Weigel przypomniał, że Jan Paweł II rozpoczął swój pontyfikat słowami „Nie lękajcie się!”. Zdaniem papieskiego biografa to zdanie można zastosować do dzisiejszej dyplomacji Watykanu wobec Rosji i Chin. „Jan Paweł II miał determinację, by mówić prawdę bez względu na wszystko, by dokładnie opisywać sytuacje i wzywać tyrańskie reżimy do nawrócenia” – podkreślił w rozmowie z agencją CNA. Autor bestsellerowej biografii „Świadek nadziei” zauważył, że słowa z początku pontyfikatu były ucieleśnieniem tej determinacji Wojtyły, by mówić prawdę władzy, tak jak to uczynił w 1979 r. w ONZ i wezwać reżimy komunistyczne do przestrzegania zobowiązań, które podjęły w zakresie praw człowieka, a zwłaszcza wolności religijnej.
Mówiąc o najważniejszych lekcjach płynących z polityki świętego papieża wskazał, że przede wszystkim dotyczą one relacji Watykanu z reżimami autorytarnymi. Odnosząc się do krytyki, jaka spotkała Papieża Franciszka za to, że nie potępił publicznie Putina i nie odniósł do łamania praw człowieka w Chinach zauważył, że „ustępstwa wobec reżimów komunistycznych nigdy nie działają”. Weigel mówił też o nieskuteczności Ostpolitik, czyli strategii dyplomatycznej, której orędownikiem był kard. Agostino Casaroli w latach 70-tych XX wieku. Unikała ona publicznego potępienia łamania praw człowieka przez komunizm w imię osiągania porozumień dyplomatycznych.

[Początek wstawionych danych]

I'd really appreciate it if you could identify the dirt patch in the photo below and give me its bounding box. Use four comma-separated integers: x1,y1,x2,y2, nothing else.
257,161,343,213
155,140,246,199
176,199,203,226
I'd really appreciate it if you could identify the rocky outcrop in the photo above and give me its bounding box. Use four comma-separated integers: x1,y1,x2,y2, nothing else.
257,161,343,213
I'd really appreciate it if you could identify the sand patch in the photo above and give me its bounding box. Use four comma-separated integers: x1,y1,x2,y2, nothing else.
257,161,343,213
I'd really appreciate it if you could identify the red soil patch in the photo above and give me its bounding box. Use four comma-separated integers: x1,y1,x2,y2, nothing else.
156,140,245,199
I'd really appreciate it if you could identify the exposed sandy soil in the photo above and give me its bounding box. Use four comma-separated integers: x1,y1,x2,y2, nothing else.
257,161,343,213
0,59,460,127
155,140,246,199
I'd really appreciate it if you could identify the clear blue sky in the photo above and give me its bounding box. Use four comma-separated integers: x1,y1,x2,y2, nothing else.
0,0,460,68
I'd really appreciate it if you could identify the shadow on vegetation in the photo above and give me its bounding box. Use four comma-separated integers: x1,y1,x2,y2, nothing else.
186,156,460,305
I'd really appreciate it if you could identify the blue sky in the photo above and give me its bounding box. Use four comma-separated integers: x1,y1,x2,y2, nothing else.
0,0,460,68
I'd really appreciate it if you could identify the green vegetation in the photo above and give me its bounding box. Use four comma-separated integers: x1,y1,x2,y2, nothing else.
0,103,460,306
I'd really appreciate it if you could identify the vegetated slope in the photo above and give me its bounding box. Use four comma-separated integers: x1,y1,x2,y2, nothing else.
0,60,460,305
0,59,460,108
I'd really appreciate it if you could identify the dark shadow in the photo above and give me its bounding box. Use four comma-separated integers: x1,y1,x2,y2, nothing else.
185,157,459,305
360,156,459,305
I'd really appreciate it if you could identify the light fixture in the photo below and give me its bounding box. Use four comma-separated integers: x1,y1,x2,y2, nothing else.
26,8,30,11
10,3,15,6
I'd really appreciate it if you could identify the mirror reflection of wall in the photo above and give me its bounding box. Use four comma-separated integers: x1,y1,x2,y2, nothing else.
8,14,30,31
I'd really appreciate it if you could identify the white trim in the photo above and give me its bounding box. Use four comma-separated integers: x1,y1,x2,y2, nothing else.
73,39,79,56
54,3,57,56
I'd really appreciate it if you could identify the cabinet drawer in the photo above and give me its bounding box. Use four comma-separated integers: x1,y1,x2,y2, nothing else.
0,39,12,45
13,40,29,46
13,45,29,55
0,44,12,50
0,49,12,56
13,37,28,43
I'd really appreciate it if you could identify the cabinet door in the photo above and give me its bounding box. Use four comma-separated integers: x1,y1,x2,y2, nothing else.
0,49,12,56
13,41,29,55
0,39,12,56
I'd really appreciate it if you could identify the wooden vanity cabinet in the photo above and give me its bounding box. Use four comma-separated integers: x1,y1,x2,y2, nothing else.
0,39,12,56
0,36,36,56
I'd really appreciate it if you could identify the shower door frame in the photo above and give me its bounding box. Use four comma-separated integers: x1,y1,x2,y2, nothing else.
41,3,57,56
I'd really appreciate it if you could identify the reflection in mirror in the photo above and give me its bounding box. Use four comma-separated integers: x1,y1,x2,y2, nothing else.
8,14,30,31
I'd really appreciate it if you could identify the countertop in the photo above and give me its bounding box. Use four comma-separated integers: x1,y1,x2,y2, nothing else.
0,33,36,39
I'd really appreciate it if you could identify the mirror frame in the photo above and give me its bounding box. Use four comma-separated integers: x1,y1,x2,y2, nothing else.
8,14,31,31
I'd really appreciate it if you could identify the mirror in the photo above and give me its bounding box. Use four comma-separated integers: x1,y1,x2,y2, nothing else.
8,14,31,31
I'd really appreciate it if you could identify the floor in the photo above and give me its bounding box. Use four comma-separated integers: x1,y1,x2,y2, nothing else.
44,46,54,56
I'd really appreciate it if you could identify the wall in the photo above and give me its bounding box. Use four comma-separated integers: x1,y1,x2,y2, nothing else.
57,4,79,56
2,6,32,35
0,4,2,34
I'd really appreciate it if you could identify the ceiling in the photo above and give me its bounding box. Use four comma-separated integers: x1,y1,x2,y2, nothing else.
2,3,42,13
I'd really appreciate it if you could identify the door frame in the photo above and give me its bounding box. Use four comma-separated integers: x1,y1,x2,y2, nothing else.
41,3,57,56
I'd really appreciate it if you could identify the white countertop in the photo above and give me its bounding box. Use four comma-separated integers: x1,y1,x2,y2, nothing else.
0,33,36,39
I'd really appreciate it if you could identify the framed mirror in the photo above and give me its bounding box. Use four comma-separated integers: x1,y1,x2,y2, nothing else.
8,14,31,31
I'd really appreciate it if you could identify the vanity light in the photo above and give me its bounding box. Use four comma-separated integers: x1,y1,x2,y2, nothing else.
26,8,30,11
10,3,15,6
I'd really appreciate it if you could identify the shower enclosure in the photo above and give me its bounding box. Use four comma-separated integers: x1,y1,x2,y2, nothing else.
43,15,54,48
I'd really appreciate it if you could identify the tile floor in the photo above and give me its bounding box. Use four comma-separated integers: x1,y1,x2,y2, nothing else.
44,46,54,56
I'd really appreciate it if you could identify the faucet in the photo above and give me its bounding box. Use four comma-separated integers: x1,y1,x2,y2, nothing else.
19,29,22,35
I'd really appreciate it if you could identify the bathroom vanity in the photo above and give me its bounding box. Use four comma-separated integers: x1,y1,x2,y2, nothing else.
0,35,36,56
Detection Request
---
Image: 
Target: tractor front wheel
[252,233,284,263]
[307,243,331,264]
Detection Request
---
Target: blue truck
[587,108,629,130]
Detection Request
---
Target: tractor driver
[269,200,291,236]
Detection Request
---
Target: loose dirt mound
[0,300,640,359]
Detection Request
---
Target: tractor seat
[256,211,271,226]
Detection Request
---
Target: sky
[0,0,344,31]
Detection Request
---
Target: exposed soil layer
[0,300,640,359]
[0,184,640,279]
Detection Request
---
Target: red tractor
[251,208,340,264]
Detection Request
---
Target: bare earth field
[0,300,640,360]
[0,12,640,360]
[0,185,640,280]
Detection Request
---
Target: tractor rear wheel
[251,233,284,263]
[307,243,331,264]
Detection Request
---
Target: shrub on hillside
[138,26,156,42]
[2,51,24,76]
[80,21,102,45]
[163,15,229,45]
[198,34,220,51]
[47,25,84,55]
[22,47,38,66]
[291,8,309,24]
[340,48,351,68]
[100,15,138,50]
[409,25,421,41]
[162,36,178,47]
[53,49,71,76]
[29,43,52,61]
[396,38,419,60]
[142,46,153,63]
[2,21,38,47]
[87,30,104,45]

Historyk wskazał, że ta niechęć do wyciągnięcia wniosków z ówczesnych niepowodzeń trwa do dziś. Jak podkreślił doprowadziło to do poważnego obniżenia autorytetu moralnego Watykanu i Kościoła katolickiego na arenie światowej. Weigel zauważył, że Stolica Apostolska ożywiła Ostpolitik w dialogu z rządami Syrii, Wenezueli, Nikaragui, Kuby, Chin, a teraz także Rosji. „Powrót podejścia Casarolego doprowadził ostatnio do poczucia opuszczenia wśród ukraińskich katolików, którzy ubolewają nad chimerycznym charakterem deklarowanych przez dyplomację watykańską zamiarów zajęcia pozycji pośrednika między Ukrainą a Rosją” – powiedział George Weigel. Wskazał, że odejścia od tej polityki domaga się sytuacja w Chinach, czy w krajach Afryki, gdzie rozlewający się dżihadyzm stanowi śmiertelne zagrożenie dla tamtejszych chrześcijan.